In Imperative Programming language such as Python I could easily write something like this:

gops = []
for frame in video:
    if is_i_frame(frame) is True:
        gops.append([frame])
    else:
        gops[:-1].append(frame)

But in Functional Programming world I can't figure out how to do this or how to represent this problem in Lambda Calculus expression.

So I hope someone can show me how to do this in a FP way. Is it possible to do such FP operation in Python ? And how will the Lambda Calculus expression looks like ?


Solution

  • Using a combinations of itertools and functools you can get to a fully functional solution. (Though, way longer, and, in my opinion less readable, than the pythonic version you mentioned in your question.)
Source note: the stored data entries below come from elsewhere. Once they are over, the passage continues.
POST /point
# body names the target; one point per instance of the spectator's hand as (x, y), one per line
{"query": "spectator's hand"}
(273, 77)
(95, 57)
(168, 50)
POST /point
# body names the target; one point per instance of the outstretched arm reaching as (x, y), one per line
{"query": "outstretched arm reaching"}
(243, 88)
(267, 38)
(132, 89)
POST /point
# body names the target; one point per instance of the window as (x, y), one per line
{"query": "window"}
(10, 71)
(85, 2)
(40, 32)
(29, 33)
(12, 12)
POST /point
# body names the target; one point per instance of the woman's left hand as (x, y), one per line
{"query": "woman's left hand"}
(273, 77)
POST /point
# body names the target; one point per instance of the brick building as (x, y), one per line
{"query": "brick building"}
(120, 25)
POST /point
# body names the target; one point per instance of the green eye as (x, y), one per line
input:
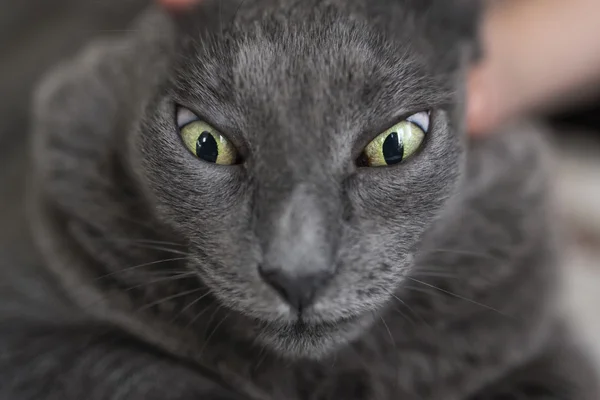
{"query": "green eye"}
(204, 141)
(397, 143)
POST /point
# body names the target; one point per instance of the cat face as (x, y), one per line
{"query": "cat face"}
(302, 159)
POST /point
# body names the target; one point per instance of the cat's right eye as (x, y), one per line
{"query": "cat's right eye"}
(204, 141)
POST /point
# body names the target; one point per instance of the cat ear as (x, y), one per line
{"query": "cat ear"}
(208, 16)
(459, 21)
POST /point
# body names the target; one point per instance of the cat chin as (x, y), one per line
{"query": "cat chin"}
(312, 341)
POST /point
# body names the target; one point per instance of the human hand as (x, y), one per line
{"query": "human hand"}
(538, 54)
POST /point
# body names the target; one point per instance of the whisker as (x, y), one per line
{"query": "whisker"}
(142, 241)
(458, 296)
(393, 341)
(463, 252)
(181, 276)
(200, 314)
(237, 11)
(413, 312)
(129, 269)
(169, 298)
(212, 334)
    To break down the steps I am using, first, I am creating an index for which sub-video, each frame belongs to:

    import itertools as it
    import functools as ft
    
    list(it.accumulate(video, lambda total, frame: total + (frame=="I"), initial=0))
    >>> [0, 1, 1, 1, 1, 1, 1, 1, 1, 1, 2, 2, 2, 3, 3, 3, 3, 3, 3]
    

    Them, I have to remove the extra 0 at the start, so I use itertools.islice:

    list(it.islice(
        it.accumulate(video, lambda total, frame: total + (frame=="I"), initial=0), 1, None
    ))
    >>> [1, 1, 1, 1, 1, 1, 1, 1, 1, 2, 2, 2, 3, 3, 3, 3, 3, 3]
    

    Then, I will zip the sublist index, with the original video array:

    zip(
        it.islice(
            it.accumulate(video, lambda total, frame: total + (frame=="I"), initial=0), 1, None
        ),
        video
    ),
    

    Now, the meat of the operation: I will use itertools.groupby, to group the elements of video by the index we just computed:

    it.groupby(
        zip(
            it.islice(
                it.accumulate(video, lambda total, frame: total + (frame=="I"), initial=0), 1, None
            ),
            video
        ),
        key=lambda x: x[0]
    )
    

    The group by will return an object that looks like [[(1,I), (1,P),...], [(2,I),...], ...], so we want to reduce that to proper strings, so we can use functools.reduce, and map it over all the groups:

    list(map(
        lambda k_g: ft.reduce(lambda total, x: total+x[1], k_g[1], ""),
        it.groupby(
            zip(
                it.islice(
                    it.accumulate(video, lambda total, frame: total + (frame=="I"), initial=0), 1, None
                ),
                video
            ),
            key=lambda x: x[0]
        )
    ))
    >>> ['IPBBBPBBB', 'IPB', 'IPBPBP']
    

    Notice that, I used (frame=="I"), but you can very well replace this with more advanced logic is_i_frame for instance, as long as it returns a boolean.